We generate a dataset of 1000 evaluations for parameters drawn from the priors as the ground truth. It took 12.0 minutes to generate 1000 solutions using FEniCS.*Figure 5.* A visual representation of the lifting of a signal sampled at random locations into a higher dimensional feature space where it is then interpolated with various kernels onto a fixed grid. This rich feature space evaluated at a fixed location is then passed to a convolutional neural network with a matching channel dimension.

## D.2. Burgers

For the DeepONet, FNN, and GICNet we train forward net with mean absolute residual as squared mean residual is too unstable. We have 10,000 training latent parameters. For DeepONet we shorten the number of collocation evaluations for  $100 \times 100$  grid as we reduce the batch size but keep the same number of iterations. Generating the 1000 sample dataset using FEniCS takes 33.5 mins. The  $D(x, t)$  function used to enforce the Dirichlet boundary conditions for this problem is

$$D(x, t) = \sin(x\pi) t. \quad (95)$$

### Architecture Details:

- • number of hidden layers: 8
- • number of neurons / hidden layer: 400
- • activation: swish
- • GICNet channel dimension: 20
- • GICNet point/dim lattice: 10

## D.3. Navier-Stokes

The  $D(x, t)$  function used to enforce the Dirichlet boundary conditions for this problem is

$$D(x, y, t) = \sin(x\pi) \sin(y\pi) t. \quad (96)$$Figure 6. Five example data samples.
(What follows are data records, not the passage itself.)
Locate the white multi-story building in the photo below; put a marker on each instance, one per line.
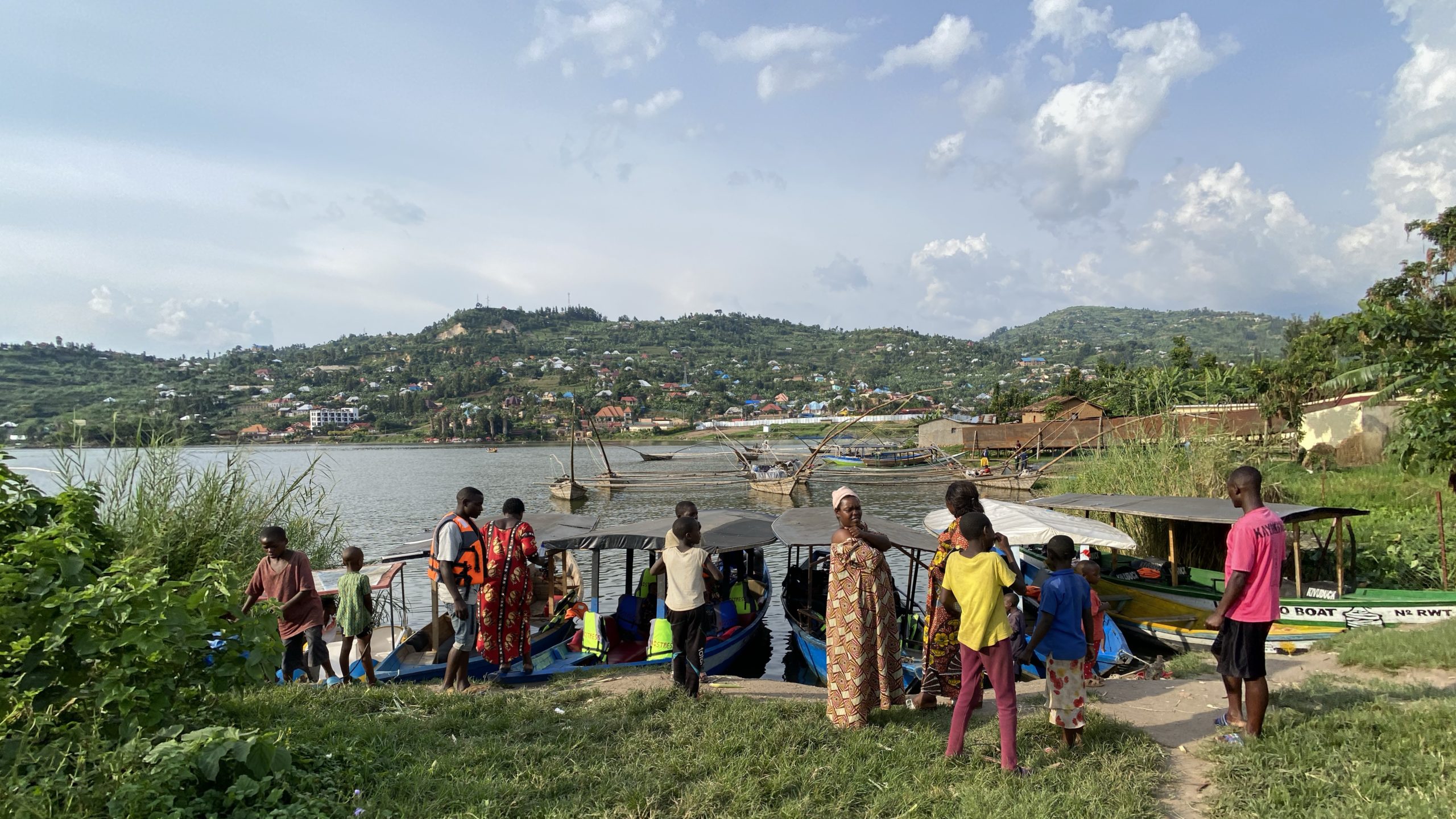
(325, 417)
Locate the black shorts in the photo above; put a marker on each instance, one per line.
(1239, 647)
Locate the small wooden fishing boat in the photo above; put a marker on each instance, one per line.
(1331, 602)
(421, 657)
(623, 630)
(567, 486)
(805, 585)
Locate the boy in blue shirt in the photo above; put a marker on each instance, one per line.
(1065, 626)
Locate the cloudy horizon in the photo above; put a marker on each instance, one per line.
(181, 178)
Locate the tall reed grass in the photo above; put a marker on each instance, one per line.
(1168, 465)
(181, 514)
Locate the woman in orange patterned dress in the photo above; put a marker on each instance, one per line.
(942, 647)
(861, 642)
(506, 597)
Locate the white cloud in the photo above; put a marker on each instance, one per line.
(392, 209)
(945, 154)
(950, 42)
(622, 34)
(1414, 177)
(974, 247)
(101, 301)
(1221, 238)
(842, 273)
(659, 102)
(1082, 136)
(1068, 21)
(794, 57)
We show the true solution given by the solver in a solid line, and the noisy scatter data  $\mathbf{y}_D$ .

The full Navier-Stokes equations can be written more explicitly as

$$\begin{aligned}
 z_0 \frac{\partial u_1}{\partial t} + z_0 \left( u_1 \frac{\partial u_1}{\partial x} + u_2 \frac{\partial u_1}{\partial y} \right) + \frac{\partial p}{\partial x} - z_1 \left( \frac{\partial^2 u_1}{\partial x^2} + \frac{\partial^2 u_1}{\partial y^2} \right) &= 0, \\
 z_0 \frac{\partial u_2}{\partial t} + z_0 \left( u_1 \frac{\partial u_2}{\partial x} + u_2 \frac{\partial u_2}{\partial y} \right) + \frac{\partial p}{\partial y} - z_1 \left( \frac{\partial^2 u_2}{\partial x^2} + \frac{\partial^2 u_2}{\partial y^2} \right) &= 0, \\
 \frac{\partial u_1}{\partial x} + \frac{\partial u_2}{\partial y} &= 0.
 \end{aligned} \tag{97}$$

The fully defined boundary and initial conditions are

$$\begin{aligned}
 u_1(x, 1, t) &= (1 - (2x - 1)^6)t, \\
 u_1(0, y, t) &= u_1(1, y, t) = u_1(x, 0, t) = 0, \\
 u_2(0, y, t) &= u_2(1, y, t) = u_2(x, 0, t) = u_2(x, 1, t) = 0, \\
 u_1(x, y, 0) &= u_2(x, y, 0) = 0, \\
 p(0, 0, t) &= 0.
 \end{aligned} \tag{98}$$

#### Architecture Details:

- • number of hidden layers: 10
- • number of neurons / hidden layer: 200
- • activation: swish
- • GICNet channel dimension: 30
- • GICNet point/dim lattice: 10

#### D.4. MNSE

The expression used for defining the MNSE used to test the methods is

$$\text{MNSE}(x, x^*) = \frac{1}{N} \sum_i^N \frac{\|x - x^*\|_2^2}{\|x^*\|_2^2}, \tag{99}$$

where  $x$  is the output of the method and  $x^*$  is the ground truth.## D.5. Hardware

All experiments were run on an AMD Ryzen 9 5950X CPU (16 cores, 32 virtual) with 128GB memory and a Nvidia RTX 3090 (24GB VRAM) GPU. The GPU memory usage was limited to 6GB for the nonlinear Poisson problems, 10GB for the Burgers examples, and 20GB for the Navier-Stokes examples.